In computer science trees grow upside down. The root is at the top and the leaves are at the bottom. Below is an example of a tree that is being used to hold some integers in a particular order:
The nodes in this tree represent integers. In this case, the integers 1, 3, 4, 5, 7, 8 and 10 have been used. The root node is labeled as “5″ and appears at the top of the tree. Several interior nodes (nodes that are neither root nor leaves) labeled 3 and 8 appear in the middle of the tree. Finally, leaf nodes with labels 1, 4, 7 and 10 appear at the bottom of the tree.
A Parent node is one that has at least one node below it. In the above tree, node 3 is a parent and its Child nodes are 1 and 4. (Can you find the other 2 parent nodes in the graph?) Child nodes with a common parent are called sibling nodes. In the example, nodes 1 and 4 are siblings. As a rule, child nodes in a tree may only have one parent. (Can you find the other siblings in the graph?)

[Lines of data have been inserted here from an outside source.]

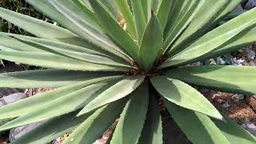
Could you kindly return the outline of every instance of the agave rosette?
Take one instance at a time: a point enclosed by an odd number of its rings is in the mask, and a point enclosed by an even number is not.
[[[58,88],[1,107],[0,130],[46,120],[12,143],[92,143],[119,118],[110,143],[161,144],[162,98],[193,143],[255,143],[189,84],[256,94],[256,68],[184,66],[255,42],[256,9],[217,26],[241,1],[26,0],[62,26],[0,8],[37,37],[0,33],[0,58],[47,68],[0,86]]]

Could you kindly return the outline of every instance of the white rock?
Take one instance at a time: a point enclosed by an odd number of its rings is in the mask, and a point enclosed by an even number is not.
[[[238,102],[240,100],[242,100],[245,98],[243,94],[234,94],[232,96],[232,100],[235,102]]]
[[[10,142],[21,138],[24,134],[27,134],[28,132],[33,130],[34,129],[37,128],[38,126],[42,125],[44,122],[35,122],[30,125],[26,125],[21,127],[17,127],[10,130],[9,139]]]
[[[2,98],[0,98],[0,106],[15,102],[23,98],[26,98],[26,94],[23,93],[16,93],[3,97]]]
[[[249,0],[246,5],[245,6],[246,10],[250,10],[256,6],[256,0]]]
[[[248,118],[246,118],[242,122],[242,127],[246,129],[249,132],[250,132],[252,134],[256,136],[256,126],[250,122]]]
[[[217,96],[218,96],[218,94],[213,94],[213,96],[210,97],[211,99],[214,99]]]
[[[222,99],[217,99],[216,102],[218,103],[222,103],[224,101]]]
[[[249,61],[254,59],[254,58],[255,58],[255,52],[254,51],[253,51],[250,49],[246,49],[245,52],[246,52],[246,58]]]
[[[232,59],[233,65],[235,66],[242,66],[242,63],[245,62],[243,59],[237,59],[237,58],[234,58]]]
[[[223,107],[224,109],[227,109],[227,108],[230,107],[230,105],[229,103],[227,103],[227,102],[225,102],[225,103],[222,105],[222,107]]]

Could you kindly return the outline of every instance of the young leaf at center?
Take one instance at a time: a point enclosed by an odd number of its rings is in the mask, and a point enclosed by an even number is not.
[[[142,67],[150,71],[158,57],[162,44],[162,30],[159,20],[151,13],[151,18],[146,27],[139,49],[139,61]]]

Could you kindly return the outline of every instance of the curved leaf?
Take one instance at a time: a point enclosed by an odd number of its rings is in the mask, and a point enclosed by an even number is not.
[[[58,40],[76,37],[62,27],[2,7],[0,17],[40,38]]]
[[[19,38],[20,41],[24,42],[25,43],[28,43],[30,45],[37,46],[38,47],[41,47],[41,49],[48,50],[57,54],[64,54],[66,57],[74,58],[76,59],[86,61],[88,62],[107,65],[107,66],[124,66],[124,67],[131,67],[127,62],[124,62],[120,61],[119,59],[111,58],[110,57],[105,57],[102,55],[97,55],[92,50],[88,50],[86,48],[83,49],[77,49],[78,47],[70,47],[68,49],[65,49],[64,46],[60,45],[59,43],[56,43],[54,42],[50,42],[46,40],[40,40],[40,39],[34,39],[34,40],[26,40]],[[73,48],[73,50],[72,50]],[[88,53],[89,52],[89,53]],[[96,52],[96,54],[98,54]]]
[[[118,25],[118,23],[104,9],[98,0],[89,0],[96,18],[107,34],[136,60],[138,56],[138,46],[134,39]]]
[[[164,103],[178,126],[193,143],[231,144],[207,116],[184,109],[167,100]]]
[[[162,144],[162,122],[158,101],[154,95],[150,94],[150,106],[138,143]]]
[[[111,144],[137,144],[141,135],[149,105],[149,89],[146,84],[140,86],[130,97],[121,114]]]
[[[256,94],[256,68],[235,66],[181,67],[168,70],[168,78],[230,93]]]
[[[91,71],[127,71],[129,68],[99,65],[54,54],[0,51],[2,59],[43,67]]]
[[[60,87],[93,78],[114,75],[108,73],[70,71],[62,70],[28,70],[0,74],[0,87]]]
[[[130,0],[130,3],[135,19],[137,41],[140,45],[147,22],[145,18],[142,2],[140,0]]]
[[[208,24],[221,13],[223,7],[225,7],[230,0],[205,0],[198,13],[195,15],[189,26],[180,35],[178,39],[172,46],[172,47],[177,47],[175,49],[183,50],[186,46],[198,38],[200,36],[206,33],[207,29],[204,29],[208,26]]]
[[[63,143],[93,143],[119,116],[126,102],[126,99],[121,99],[98,109],[65,139]]]
[[[223,118],[202,94],[182,81],[164,76],[153,77],[150,81],[158,93],[171,102],[218,119]]]
[[[122,13],[122,15],[126,20],[128,26],[128,31],[130,33],[133,38],[136,38],[135,22],[133,14],[130,11],[127,0],[114,0],[118,10]]]
[[[113,102],[121,99],[129,94],[132,93],[144,80],[144,76],[134,75],[127,76],[124,79],[120,80],[115,85],[112,86],[103,93],[99,94],[95,99],[90,102],[78,116],[88,113],[98,107],[102,106],[106,104]]]
[[[101,30],[94,28],[90,23],[83,18],[80,18],[70,10],[69,5],[70,1],[65,1],[66,5],[62,5],[60,1],[47,0],[53,6],[54,6],[65,17],[69,18],[76,26],[70,27],[70,30],[77,34],[80,37],[86,39],[89,42],[102,48],[120,58],[130,61],[127,55],[124,54],[110,39],[109,39]],[[64,2],[64,1],[63,1]]]
[[[217,27],[168,59],[160,68],[186,65],[204,58],[207,54],[219,49],[222,44],[229,43],[233,38],[242,36],[244,30],[255,27],[255,14],[256,9],[251,10]]]
[[[152,13],[139,49],[139,63],[145,70],[150,71],[154,66],[154,61],[161,50],[162,43],[161,24],[158,18]]]
[[[40,122],[75,111],[105,91],[113,82],[101,82],[56,98],[0,127],[0,131]]]
[[[90,116],[90,114],[87,114],[74,118],[77,113],[78,111],[72,112],[46,121],[36,129],[34,129],[22,137],[13,141],[11,143],[38,144],[50,142],[53,139],[78,127]]]
[[[62,98],[66,94],[82,89],[90,85],[111,78],[118,78],[120,76],[103,77],[99,78],[90,78],[84,82],[77,82],[72,85],[63,86],[49,92],[30,97],[15,103],[11,103],[0,107],[0,119],[16,118],[30,114],[35,110],[44,107],[45,105],[51,103],[54,100]]]

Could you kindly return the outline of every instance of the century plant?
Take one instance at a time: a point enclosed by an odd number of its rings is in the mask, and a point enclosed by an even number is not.
[[[163,101],[193,143],[255,143],[190,85],[256,94],[256,68],[188,65],[255,42],[256,9],[217,26],[241,1],[26,0],[61,26],[0,8],[37,37],[0,33],[0,58],[46,68],[0,87],[58,88],[1,107],[0,130],[46,120],[13,143],[91,144],[118,118],[110,143],[161,144]]]

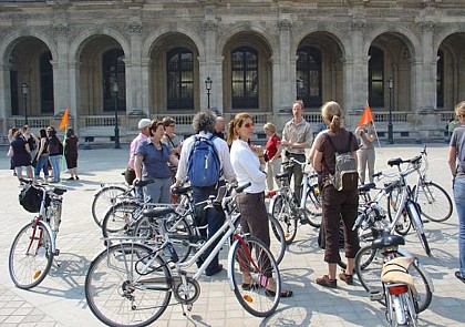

Another feature of a tree is the number of levels of depth. In the example, the tree is 3 levels deep. If the number of children is the same for all parent nodes, we say that the tree is balanced. In the above example, all nodes (except the leaf nodes) have 2 children so the tree is balanced.
A tree with 2 children per parent is also called a binary tree. Looking at the above example, one can see that for each parent node, one of its children has a value less than the parent, and the other child has a value greater than that of the parent. For example, the parent node 5 has a left child with value 3 (less than its parent) and a right child with value 8 (greater than its parent).
Trees can be used to assist us in sorting and searching for data of interest. For example, suppose we have the following set of data:
Name | Age |
---|---|
Bailey | 41 |
Brown | 27 |
Green | 21 |
Jones | 38 |
Smith | 35 |
Taner | 63 |
Vespa | 31 |
We would like to be able to store this data in such a way that improves how we can search for a person later on. We can construct a binary tree to store the names and ages in the following fashion. First, find the median value (the value that appears closest to the middle) of the list and make that the root node. In this example, “Jones” appears to be in the middle of the list so we can make Jones the root node.
Next, look at the all of the values that come before Jones in the list: Bailey, Brown and Green. Choose the median of these three and make it the left child of Jones. Repeat this process with the bottom half of the list (after Jones) to establish the right child of Jones.
Finally, repeat the process again for the next level by taking Brown and Taner each as parents. The resulting tree looks like the following:
To search such a tree, start at the root node and:
- Compare the target value (what is being searched for) with the root node.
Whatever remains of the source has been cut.